La lezione più significativa che le ha dato?
«Disciplina e rispetto. Se non rispetti te stesso e il tuo lavoro, non puoi rispettare il pubblico. No, Eduardo non era un arrogante, ma una creatura austera, seria, perbene. E un uomo perbene desta sempre un po' di paura».

Parliamo del suo personaggio?
«Mi piace perché è un tenero ottimista, che convive con una profonda malinconia. Costruendo il presepe, Luca Cupiello tenta di aggiustare la propria vita. Il suo microcosmo di sughero e pastori incarna la pace e l'armonia che egli cerca per sé e la famiglia».

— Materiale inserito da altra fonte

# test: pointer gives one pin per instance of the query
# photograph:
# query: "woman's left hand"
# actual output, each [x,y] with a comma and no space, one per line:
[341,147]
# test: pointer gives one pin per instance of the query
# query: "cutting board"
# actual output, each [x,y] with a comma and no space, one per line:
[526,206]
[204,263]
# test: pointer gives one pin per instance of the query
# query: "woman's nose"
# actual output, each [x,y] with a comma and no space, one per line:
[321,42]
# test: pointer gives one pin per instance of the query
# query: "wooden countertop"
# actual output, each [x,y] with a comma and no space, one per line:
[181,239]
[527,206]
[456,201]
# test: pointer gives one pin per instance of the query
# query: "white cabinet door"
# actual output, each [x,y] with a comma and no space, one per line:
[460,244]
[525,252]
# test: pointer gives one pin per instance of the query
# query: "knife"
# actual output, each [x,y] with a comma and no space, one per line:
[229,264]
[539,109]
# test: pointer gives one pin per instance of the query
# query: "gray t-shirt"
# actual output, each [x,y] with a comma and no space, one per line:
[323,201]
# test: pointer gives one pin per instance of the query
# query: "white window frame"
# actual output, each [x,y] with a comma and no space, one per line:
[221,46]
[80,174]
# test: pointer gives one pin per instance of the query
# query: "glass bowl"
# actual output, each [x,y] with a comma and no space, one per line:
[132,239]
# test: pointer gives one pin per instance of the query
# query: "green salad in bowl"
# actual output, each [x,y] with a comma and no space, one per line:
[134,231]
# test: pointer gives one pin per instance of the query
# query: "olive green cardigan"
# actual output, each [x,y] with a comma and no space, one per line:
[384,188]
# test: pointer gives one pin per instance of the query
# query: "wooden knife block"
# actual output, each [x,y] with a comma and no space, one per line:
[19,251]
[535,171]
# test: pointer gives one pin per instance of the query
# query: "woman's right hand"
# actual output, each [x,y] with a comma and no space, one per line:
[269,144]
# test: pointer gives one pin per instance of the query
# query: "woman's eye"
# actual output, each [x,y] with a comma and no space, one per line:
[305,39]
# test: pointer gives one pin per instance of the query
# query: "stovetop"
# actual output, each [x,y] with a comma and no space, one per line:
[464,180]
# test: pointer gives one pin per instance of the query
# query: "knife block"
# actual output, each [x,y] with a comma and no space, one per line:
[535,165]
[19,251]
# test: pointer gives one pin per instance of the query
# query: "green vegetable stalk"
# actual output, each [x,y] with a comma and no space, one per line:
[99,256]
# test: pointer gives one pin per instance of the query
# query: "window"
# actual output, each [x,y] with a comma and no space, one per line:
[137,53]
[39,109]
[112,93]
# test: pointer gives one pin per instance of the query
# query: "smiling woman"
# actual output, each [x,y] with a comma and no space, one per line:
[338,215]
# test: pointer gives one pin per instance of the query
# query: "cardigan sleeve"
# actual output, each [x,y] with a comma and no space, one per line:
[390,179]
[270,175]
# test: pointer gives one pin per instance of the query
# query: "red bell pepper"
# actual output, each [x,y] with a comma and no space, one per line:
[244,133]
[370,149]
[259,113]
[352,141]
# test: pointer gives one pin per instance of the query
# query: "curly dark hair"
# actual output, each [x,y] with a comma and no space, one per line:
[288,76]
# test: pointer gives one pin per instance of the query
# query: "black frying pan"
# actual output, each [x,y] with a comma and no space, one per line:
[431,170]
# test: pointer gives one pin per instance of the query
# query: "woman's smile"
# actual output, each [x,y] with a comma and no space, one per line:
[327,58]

Concetta, la moglie, chi sarà a interpretarla?
«Non ho ancora scelto l'attrice. Il personaggio è modernissimo: una donna e una madre a tutto tondo, che si occupa dei figli, comprende e sostiene il marito bambino e sognatore; e ha una forte impronta maschile... entrambi sono archetipi, scritti negli anni 30!».

Tradirà l'originale?
«No! Cioè... lo tradisco nel momento in cui lo rimetto in scena, perché nell'immaginario collettivo c'è soltanto quel signore là, che emerge dalle coperte, con la sua sagoma e le rughe: Eduardo. Già ascoltare la mia voce sarà un trauma. Né ardisco al confronto. Ecco perché non ho paura. Se l'avessi, allora sì peccherei di presunzione».

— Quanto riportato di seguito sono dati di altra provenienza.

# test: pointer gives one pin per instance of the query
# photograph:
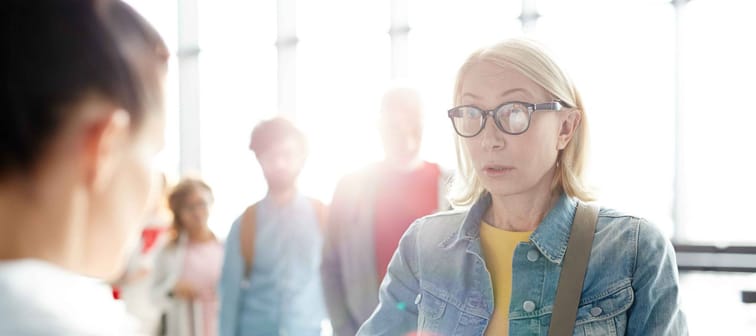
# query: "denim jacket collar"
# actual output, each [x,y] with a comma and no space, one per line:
[550,237]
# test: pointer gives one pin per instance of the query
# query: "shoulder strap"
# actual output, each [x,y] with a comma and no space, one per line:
[247,238]
[573,270]
[321,211]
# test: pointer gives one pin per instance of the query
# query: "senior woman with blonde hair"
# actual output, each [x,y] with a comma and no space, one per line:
[510,261]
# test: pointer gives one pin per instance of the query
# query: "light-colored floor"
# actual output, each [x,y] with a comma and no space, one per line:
[712,303]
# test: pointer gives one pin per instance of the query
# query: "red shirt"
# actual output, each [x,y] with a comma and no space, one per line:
[401,198]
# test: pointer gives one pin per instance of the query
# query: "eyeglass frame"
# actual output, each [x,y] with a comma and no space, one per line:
[554,105]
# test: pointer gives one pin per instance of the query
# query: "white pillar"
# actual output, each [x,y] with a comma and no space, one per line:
[189,108]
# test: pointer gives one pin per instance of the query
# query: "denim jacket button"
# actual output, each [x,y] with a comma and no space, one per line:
[528,306]
[532,255]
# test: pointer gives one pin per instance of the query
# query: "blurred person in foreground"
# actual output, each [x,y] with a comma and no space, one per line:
[188,267]
[372,208]
[493,268]
[81,121]
[271,282]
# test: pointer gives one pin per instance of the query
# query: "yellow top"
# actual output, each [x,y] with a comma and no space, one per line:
[498,250]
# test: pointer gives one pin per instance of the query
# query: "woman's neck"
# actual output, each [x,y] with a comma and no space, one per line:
[200,235]
[519,213]
[281,197]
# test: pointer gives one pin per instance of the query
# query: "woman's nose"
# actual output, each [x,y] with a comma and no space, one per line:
[491,138]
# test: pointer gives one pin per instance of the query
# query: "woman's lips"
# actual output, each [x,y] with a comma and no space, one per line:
[497,170]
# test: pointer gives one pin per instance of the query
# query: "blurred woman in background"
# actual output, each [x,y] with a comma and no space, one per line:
[82,119]
[188,268]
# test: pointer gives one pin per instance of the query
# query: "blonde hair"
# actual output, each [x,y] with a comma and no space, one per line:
[533,62]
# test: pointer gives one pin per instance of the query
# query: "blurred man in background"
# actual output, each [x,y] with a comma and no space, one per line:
[368,216]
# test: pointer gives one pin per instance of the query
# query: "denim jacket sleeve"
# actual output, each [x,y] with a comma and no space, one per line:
[229,284]
[397,313]
[656,310]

È ancora presto per parlare di regia e scenografia?
«Certo, ma l'allestimento sarà realistico. Per intenderci: la scena sarà la casa di Luca Cupiello».

Quale edizione ha scelto?
«Quella della Cantata dei giorni dispari Einaudi, ma prenderò qualcosa anche dalla drammaturgia dell'edizione televisiva del '77, che contiene alcune variazioni».

Alla fine, che cosa significa per lei recitare Eduardo?
«Mi creda: un gran divertimento».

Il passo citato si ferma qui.